■ Gastkommentar: Große Enttäuschung
Viele SPD-Bundesparteitags-Delegierte haben im November einem Konsens-Papier zur Zuwanderung zugestimmt, obwohl sie eigentlich gegen eine Änderung des Art. 16 GG waren. Dafür gab es – neben dem der Parteisolidarität – gute Gründe: Der Asylanteil erschien gerade noch vertretbar, eine Beschleunigung der Asylverfahren dringend geboten, und außerdem steckten in dem „Paket“ viele schon lange geforderte Zielvorgaben, wie etwa die generelle Zulassung der doppelten Staatsbürgerschaft. Nun müssen sich die Delegierten getäuscht fühlen. Denn der Unterschied zwischen Anspruch und Neuformulierung des Artikels 16 ist schon atemberaubend: Nicht der Individualanspruch auf das Asylrecht soll aus der Verfassung verbannt werden, dafür aber die Flüchtlinge aus Deutschland, für die er gedacht war. Gratulation! Mit dem „Kompromiß“ soll die Bundesrepublik Deutschland soweit wie möglich nicht mehr selbst das Asylrecht gewähren, sondern sie will andere gewähren lassen – die Polen etwa. Daß künftig die Zahl der Illegalen steigen und die Geschäfte der Schlepper blühen werden – was man ja gerade verhindern wollte –, liegt auf der Hand.

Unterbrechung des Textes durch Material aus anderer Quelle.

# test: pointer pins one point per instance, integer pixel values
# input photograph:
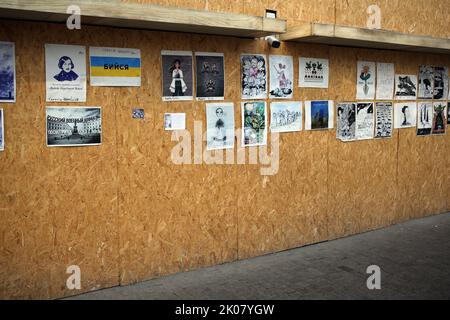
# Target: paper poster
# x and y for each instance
(115, 67)
(220, 126)
(364, 121)
(253, 76)
(319, 115)
(210, 72)
(405, 115)
(346, 121)
(440, 83)
(177, 75)
(439, 118)
(254, 123)
(384, 120)
(366, 79)
(285, 116)
(313, 73)
(405, 87)
(281, 77)
(65, 67)
(385, 81)
(426, 82)
(7, 72)
(424, 118)
(174, 121)
(73, 126)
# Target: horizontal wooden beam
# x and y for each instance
(143, 16)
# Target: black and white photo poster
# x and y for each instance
(74, 126)
(313, 73)
(384, 117)
(281, 77)
(7, 72)
(346, 121)
(253, 76)
(65, 67)
(365, 80)
(220, 126)
(405, 115)
(405, 87)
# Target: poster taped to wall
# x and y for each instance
(405, 115)
(177, 75)
(253, 76)
(115, 67)
(7, 72)
(65, 67)
(366, 79)
(313, 73)
(384, 117)
(210, 75)
(346, 121)
(424, 118)
(254, 124)
(319, 115)
(385, 81)
(220, 126)
(285, 116)
(73, 126)
(281, 77)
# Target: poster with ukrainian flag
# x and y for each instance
(115, 67)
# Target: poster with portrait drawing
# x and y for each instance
(253, 76)
(220, 126)
(65, 67)
(281, 77)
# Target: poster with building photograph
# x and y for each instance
(210, 76)
(281, 77)
(177, 75)
(365, 80)
(439, 118)
(254, 123)
(319, 115)
(384, 120)
(220, 126)
(115, 67)
(73, 126)
(285, 116)
(405, 115)
(346, 121)
(424, 118)
(65, 67)
(253, 76)
(7, 72)
(405, 87)
(313, 73)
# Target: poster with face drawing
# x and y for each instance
(313, 73)
(7, 72)
(405, 87)
(439, 118)
(364, 121)
(253, 76)
(384, 117)
(220, 126)
(405, 115)
(285, 116)
(65, 67)
(424, 118)
(281, 77)
(366, 79)
(346, 121)
(426, 82)
(254, 123)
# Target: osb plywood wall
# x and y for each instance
(124, 212)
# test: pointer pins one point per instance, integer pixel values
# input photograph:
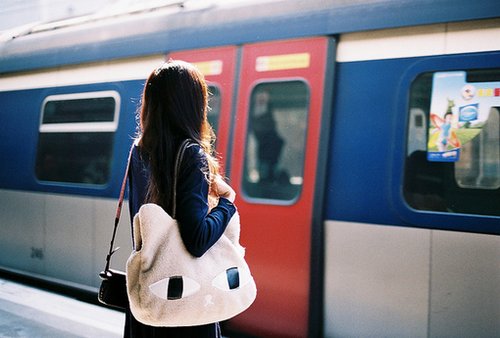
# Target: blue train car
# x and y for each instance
(376, 211)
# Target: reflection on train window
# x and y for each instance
(274, 154)
(453, 149)
(214, 107)
(75, 143)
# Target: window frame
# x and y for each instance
(474, 223)
(79, 127)
(268, 81)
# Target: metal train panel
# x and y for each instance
(61, 238)
(393, 281)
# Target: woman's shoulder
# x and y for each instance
(194, 155)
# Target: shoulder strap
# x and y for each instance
(118, 211)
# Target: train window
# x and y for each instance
(214, 104)
(274, 154)
(453, 149)
(75, 142)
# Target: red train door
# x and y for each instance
(218, 67)
(273, 169)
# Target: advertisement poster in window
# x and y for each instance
(459, 111)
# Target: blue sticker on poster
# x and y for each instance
(468, 113)
(458, 112)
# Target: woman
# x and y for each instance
(174, 108)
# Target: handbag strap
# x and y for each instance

Und was ist von den vielen guten Forderungen aus dem SPD-„Paket“ realisiert worden? Die Bürgerkriegsflüchtlinge sollen aus dem Asylverfahren herausgenommen werden. Das ist gut, sehr gut– aber bereits zwingend auf dem Wege. Und sonst? Maßnahmen zur Fluchtursachenbekämpfung? Fehlanzeige. Einwanderungsregelungen? Fehlanzeige. Einbürgerungserleichterungen oder doppelte Staatsbürgerschaft? Fehlanzeige. Für die SPD ist die Lage prekär. Stimmt sie zu, verliert sie viel an Glaubwürdigkeit – stimmt sie nicht zu, wird ihre Situation auch äußerst kritisch. Von welchem bösen Geist hat sie sich bloß in diese unsägliche Änderungsdiskussion zwingen lassen? Eckhardt Barthel
Der Autor ist Mitglied des Abgeordnetenhauses für die SPD und Vorsitzender des Fachausschusses Ausländerpolitik.